My fascination with the technical details of space exploration began as a child in the 1960s during the Apollo program. This fascination was nurtured by some remarkably detailed coverage of space activities in a series of British children's comics, TV21 and it somewhat-successor Countdown (not to be confused with the US magazine of the same name).
The comics carried strips based on popular science-fiction television series, especially the Gerry Anderson shows (Fireball XL5, Stingray, Thunderbirds, UFO) but also Dr Who and others. (A single British comics issue would contain short, typically 2-page, episodes of many unrelated serials, in contrast to a US `comic book' containing a single storyline.
Mixed in with these comic strips were articles covering real space missions. Those in Countdown were written by someone called Arnold Kingston - if anyone knows anything about him, please let me know.
TV21's gimmick was that it pretended to be a newspaper from 100 years in the future - so the July 1, 1969 issue carried the dateline July 1, 2069, and the high quality glossy cover (I still remember the smell of the ink) had tabloid headlines summarizing the stories in the comic strips inside.
Countdown was a more conventional comic; its gimmick was that the pages were numbered in reverse: "Countdown at 23...", "Countdown at 22..."... etc., to give the appropriate space age flavor.

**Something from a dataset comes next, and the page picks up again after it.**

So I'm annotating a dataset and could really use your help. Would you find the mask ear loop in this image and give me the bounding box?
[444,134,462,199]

Although the parental units forced me to jettison my comic collection, I cut out the space-related articles and pasted them in a scrapbook which I still possess. I've scanned a selection of the disintegrating pages to give a sense of the high quality of these articles; I've also included fragments of the comic strips from the reverse side of the space articles. Hopefully these extracts count as a fair use subset.
The articles on unmanned spaceflight in particular contain a level of detail that was rarely reached in the grown-up magazines like Aviation Week and Flight - seeing them again now I realize how they influenced both my basic understanding of the space programs of the 1960s and 1970s and my desire to find out exact times and orbital parameters.